Image: Champagne expert Richard Juhlin tastes a 200-year-old champagne that was discovered in July 2010 in the Baltic Sea shipwreck.


It may be difficult to comprehend that Champagne buried in the depths of the Baltic Sea for almost two centuries could still retain its flavor and freshness, yet this was precisely the case with the 1820 Juglar Cuvée. In fact, the mystery surrounding this rare occurrence in the history of Champagne has only served to increase the champagne’s perceived worth alongside its price tag. Who would have thought that the ocean floor could provide the ideal conditions – darkness and low temperatures – needed to store wine in? In 2010, divers salvaged a cache of 168 champagne bottles in a shipwreck at the bottom of the ocean. The 1820 Juglar Cuvée was believed to have been produced by Champagne Juglar, a house which was incorporated into Champagne Jacquesson in 1829. While little is known about the sea vessel, it is thought that the final destination was the royal court in Saint Petersburg, Russia, which might explain the bottles’ hefty price tags.

1841 Veuve Clicquot

Image: Finnish officials pop the cork of a 200-year-old bottle of champagne discovered in July 2010 in the famous Baltic Sea shipwreck.

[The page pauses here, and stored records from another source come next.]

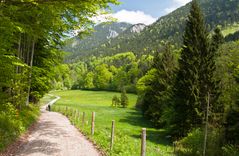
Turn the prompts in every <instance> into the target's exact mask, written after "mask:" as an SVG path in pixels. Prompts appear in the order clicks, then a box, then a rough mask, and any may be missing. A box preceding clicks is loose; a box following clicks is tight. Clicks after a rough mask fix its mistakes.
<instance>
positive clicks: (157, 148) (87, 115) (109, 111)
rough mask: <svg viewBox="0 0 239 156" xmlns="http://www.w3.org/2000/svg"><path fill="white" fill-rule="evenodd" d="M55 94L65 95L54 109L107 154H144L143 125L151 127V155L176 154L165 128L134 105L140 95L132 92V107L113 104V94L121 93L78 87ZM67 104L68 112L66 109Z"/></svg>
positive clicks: (144, 127)
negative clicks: (157, 122)
mask: <svg viewBox="0 0 239 156" xmlns="http://www.w3.org/2000/svg"><path fill="white" fill-rule="evenodd" d="M53 94H55V95H58V96H60V97H61V99H60V100H59V101H58V102H57V103H56V105H54V106H53V110H55V111H60V112H61V113H63V114H65V115H67V116H68V117H69V118H70V120H71V121H72V123H74V124H75V125H76V127H77V128H79V129H80V131H82V132H83V133H84V134H85V135H86V136H87V137H88V138H89V139H90V140H92V141H93V142H94V143H96V144H97V146H99V147H100V148H101V149H103V150H104V151H105V152H106V154H107V155H122V156H131V155H132V156H133V155H140V150H141V136H140V134H141V129H142V128H147V155H148V156H160V155H163V156H168V155H172V151H173V149H172V144H171V142H170V140H167V139H166V136H165V131H164V130H162V129H160V130H158V129H155V128H153V126H152V124H151V123H150V122H149V121H147V120H146V119H144V118H143V117H142V115H141V112H140V111H137V110H136V109H135V108H134V106H135V103H136V99H137V96H136V95H134V94H128V98H129V107H128V108H116V107H112V106H111V101H112V97H113V96H114V95H117V96H118V97H120V93H115V92H106V91H80V90H77V91H56V92H53ZM66 106H67V107H68V113H66V112H65V110H66ZM76 110H77V111H79V112H80V117H79V118H76V117H75V115H74V112H75V111H76ZM69 112H70V113H69ZM72 112H73V113H72ZM83 112H85V113H86V118H85V121H86V122H85V124H84V126H82V114H83ZM92 112H95V113H96V117H95V134H94V136H91V113H92ZM72 114H73V115H72ZM76 114H77V113H76ZM112 120H115V141H114V146H113V150H112V151H110V149H109V147H110V136H111V123H112Z"/></svg>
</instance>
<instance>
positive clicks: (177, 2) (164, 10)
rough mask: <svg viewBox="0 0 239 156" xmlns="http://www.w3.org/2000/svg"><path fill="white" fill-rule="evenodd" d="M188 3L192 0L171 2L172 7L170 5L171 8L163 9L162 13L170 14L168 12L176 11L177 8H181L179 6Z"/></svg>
mask: <svg viewBox="0 0 239 156" xmlns="http://www.w3.org/2000/svg"><path fill="white" fill-rule="evenodd" d="M190 1H192V0H173V5H172V7H170V8H166V9H164V12H165V13H166V14H168V13H170V12H173V11H174V10H176V9H177V8H179V7H181V6H183V5H185V4H187V3H188V2H190Z"/></svg>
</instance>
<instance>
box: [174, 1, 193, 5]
mask: <svg viewBox="0 0 239 156" xmlns="http://www.w3.org/2000/svg"><path fill="white" fill-rule="evenodd" d="M190 1H191V0H173V2H174V3H177V4H179V5H185V4H187V3H188V2H190Z"/></svg>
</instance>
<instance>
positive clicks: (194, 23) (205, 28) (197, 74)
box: [173, 0, 210, 136]
mask: <svg viewBox="0 0 239 156" xmlns="http://www.w3.org/2000/svg"><path fill="white" fill-rule="evenodd" d="M209 47H210V42H209V40H208V32H207V30H206V27H205V23H204V19H203V15H202V12H201V10H200V8H199V5H198V3H197V1H196V0H193V1H192V3H191V10H190V15H189V16H188V20H187V23H186V27H185V32H184V36H183V47H182V53H181V58H180V59H179V71H178V73H177V78H176V85H175V105H174V109H175V116H174V118H173V125H174V126H173V128H175V129H173V132H174V133H175V134H176V135H179V136H184V135H186V134H187V132H188V131H189V130H190V129H191V128H193V127H197V126H199V125H201V123H202V119H203V115H204V110H205V108H206V107H205V106H206V103H205V96H204V95H206V94H207V93H208V91H209V90H208V89H209V87H208V84H207V83H208V82H207V81H206V79H207V77H208V75H207V74H208V72H209V70H205V69H204V68H207V65H208V61H210V59H209V58H208V54H209V51H210V49H209Z"/></svg>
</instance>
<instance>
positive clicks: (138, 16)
mask: <svg viewBox="0 0 239 156" xmlns="http://www.w3.org/2000/svg"><path fill="white" fill-rule="evenodd" d="M112 17H114V18H116V19H118V21H119V22H127V23H131V24H138V23H144V24H146V25H149V24H152V23H154V22H155V21H156V20H157V19H156V18H154V17H152V16H151V15H147V14H145V13H144V12H142V11H128V10H121V11H119V12H116V13H114V14H113V15H112Z"/></svg>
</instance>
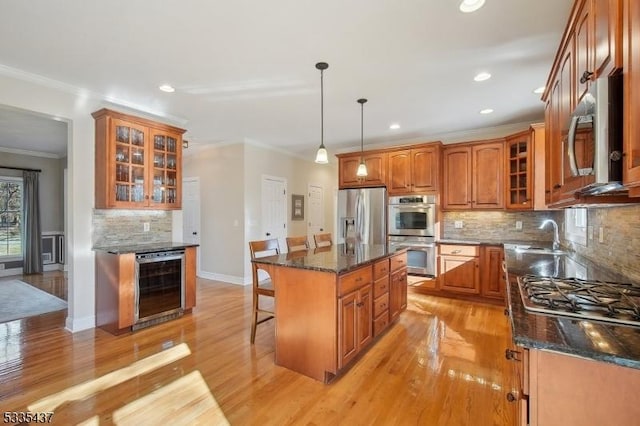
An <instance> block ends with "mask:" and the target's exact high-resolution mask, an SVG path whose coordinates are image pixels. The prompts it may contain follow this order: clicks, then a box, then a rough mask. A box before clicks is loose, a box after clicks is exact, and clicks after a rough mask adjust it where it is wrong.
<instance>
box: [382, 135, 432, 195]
mask: <svg viewBox="0 0 640 426" xmlns="http://www.w3.org/2000/svg"><path fill="white" fill-rule="evenodd" d="M388 170H389V172H388V176H387V189H388V191H389V195H401V194H411V193H419V194H425V193H427V194H428V193H432V194H433V193H438V192H439V191H440V187H439V175H440V144H439V143H435V144H431V145H430V146H423V147H416V148H412V149H403V150H399V151H392V152H389V169H388Z"/></svg>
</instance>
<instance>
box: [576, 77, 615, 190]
mask: <svg viewBox="0 0 640 426" xmlns="http://www.w3.org/2000/svg"><path fill="white" fill-rule="evenodd" d="M622 95H623V92H622V75H621V74H619V75H615V76H607V77H600V78H598V79H596V80H595V81H594V82H593V83H592V85H591V88H590V89H589V92H588V93H586V94H585V95H584V97H583V99H582V101H581V102H580V103H579V104H578V105H577V107H576V109H575V110H574V112H573V114H572V115H571V119H570V122H569V132H568V135H567V152H566V155H567V157H568V163H569V168H570V171H571V175H572V176H590V175H593V176H594V178H595V181H594V182H593V183H591V184H589V185H588V186H586V187H584V188H581V189H580V190H578V191H577V194H578V195H597V194H602V193H605V192H611V191H620V190H624V187H623V186H622V167H623V164H622V125H623V124H622V113H623V111H622V108H623V104H622ZM580 134H581V135H582V137H585V138H587V139H590V140H592V141H593V144H592V145H593V153H592V155H587V156H585V157H586V158H592V159H593V162H592V163H591V164H579V163H578V159H577V156H576V137H577V136H578V135H580ZM590 145H591V144H587V145H586V147H589V146H590ZM590 154H591V153H590Z"/></svg>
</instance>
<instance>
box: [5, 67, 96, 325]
mask: <svg viewBox="0 0 640 426" xmlns="http://www.w3.org/2000/svg"><path fill="white" fill-rule="evenodd" d="M0 104H4V105H9V106H12V107H16V108H22V109H25V110H29V111H35V112H38V113H42V114H47V115H51V116H55V117H59V118H62V119H64V120H66V121H67V122H68V128H69V146H68V158H67V164H68V170H69V176H68V185H69V187H68V191H67V193H68V201H67V202H68V204H67V211H68V219H67V220H68V223H67V232H68V235H67V243H68V254H69V292H68V298H69V300H68V302H69V304H68V316H67V320H66V325H67V328H68V329H69V330H71V331H79V330H82V329H86V328H92V327H94V326H95V266H94V254H93V251H92V250H91V215H92V207H93V199H94V125H93V117H91V112H93V111H95V110H97V109H99V108H100V107H101V104H100V102H99V101H98V100H96V99H90V98H88V97H87V96H83V95H82V94H78V93H72V92H71V91H70V90H68V89H66V88H50V87H45V86H44V85H43V84H40V83H38V82H32V81H27V80H26V79H23V78H22V77H21V76H19V75H13V74H11V73H10V72H9V71H7V70H5V69H0Z"/></svg>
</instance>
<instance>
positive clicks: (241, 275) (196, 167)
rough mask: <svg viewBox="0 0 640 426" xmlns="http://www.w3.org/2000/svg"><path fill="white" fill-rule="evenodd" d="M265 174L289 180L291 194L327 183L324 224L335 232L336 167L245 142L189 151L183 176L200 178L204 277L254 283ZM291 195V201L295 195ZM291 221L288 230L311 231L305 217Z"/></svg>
mask: <svg viewBox="0 0 640 426" xmlns="http://www.w3.org/2000/svg"><path fill="white" fill-rule="evenodd" d="M189 149H191V148H189ZM263 175H270V176H278V177H282V178H284V179H286V180H287V188H288V192H289V194H292V193H295V194H306V193H307V185H308V184H309V183H314V184H320V185H322V186H323V187H324V188H325V219H326V228H325V229H327V231H328V232H333V227H334V223H335V213H334V212H335V209H336V207H335V204H334V199H335V197H334V195H333V194H334V193H335V190H336V188H337V179H338V173H337V168H336V166H332V165H318V164H315V163H313V162H312V161H305V160H303V159H300V158H297V157H292V156H289V155H287V154H283V153H282V152H277V151H274V150H272V149H270V148H266V147H262V146H257V145H255V144H251V143H244V142H238V143H234V144H230V145H222V146H212V147H206V148H203V147H199V148H198V149H197V150H193V151H191V152H186V153H185V154H184V156H183V176H184V177H198V178H200V192H201V194H200V202H201V238H200V244H201V246H200V250H201V257H200V274H201V276H202V277H204V278H210V279H216V280H220V281H226V282H230V283H234V284H245V285H246V284H249V283H250V282H251V265H250V262H249V256H250V255H249V245H248V242H249V241H251V240H256V239H260V238H262V235H261V230H262V220H261V215H262V206H261V200H262V194H261V190H262V176H263ZM287 198H288V202H289V203H290V202H291V201H290V199H291V197H290V195H289V196H288V197H287ZM288 216H290V215H288ZM287 220H288V223H287V229H288V234H289V235H304V234H306V232H307V231H306V224H307V221H306V220H305V221H292V220H291V219H290V217H288V218H287Z"/></svg>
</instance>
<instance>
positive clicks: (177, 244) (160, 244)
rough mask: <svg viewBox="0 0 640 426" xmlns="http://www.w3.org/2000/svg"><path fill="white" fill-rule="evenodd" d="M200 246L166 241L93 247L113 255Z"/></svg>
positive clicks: (179, 242) (132, 243)
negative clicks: (117, 254)
mask: <svg viewBox="0 0 640 426" xmlns="http://www.w3.org/2000/svg"><path fill="white" fill-rule="evenodd" d="M198 245H199V244H193V243H183V242H176V241H165V242H158V243H128V244H118V245H109V246H96V247H93V250H94V251H106V252H107V253H111V254H127V253H151V252H154V251H167V250H180V249H184V248H187V247H197V246H198Z"/></svg>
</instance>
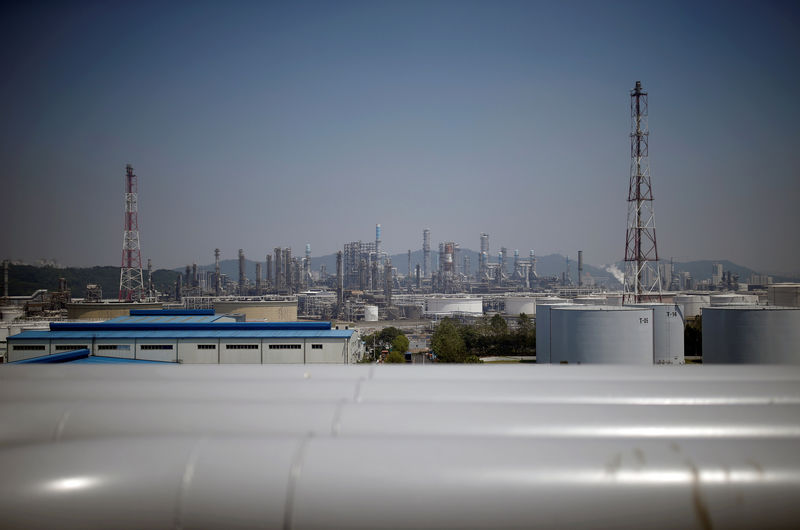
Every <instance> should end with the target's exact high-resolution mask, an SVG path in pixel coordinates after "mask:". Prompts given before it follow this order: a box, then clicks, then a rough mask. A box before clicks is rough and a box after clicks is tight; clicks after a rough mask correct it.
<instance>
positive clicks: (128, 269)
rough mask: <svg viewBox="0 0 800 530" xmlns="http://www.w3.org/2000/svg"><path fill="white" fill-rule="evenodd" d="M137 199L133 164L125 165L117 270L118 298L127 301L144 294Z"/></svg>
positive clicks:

In the same shipwreck that contained the 1820 Juglar Cuvée was also a bottle of Veuve Clicquot that dates back to 1841. At the time, it was considered to be the world’s oldest Champagne that was bought by restaurateur Julia Sherstyuk from auction house Acker Merrall & Condit. Sherstyuk, who was searching for something novel for her Russian haute-cuisine, Singapore-based restaurant Buyan and was willing to invest in this extravagant addition to her existing million-dollar wine collection. She also purchased a bottle of Jugler.

"We are always on the lookout for various connections between Singapore and Russia. So, when we discovered that these bottles were headed for the Russian court, of course we were interested," she told Twisted Lifestyle.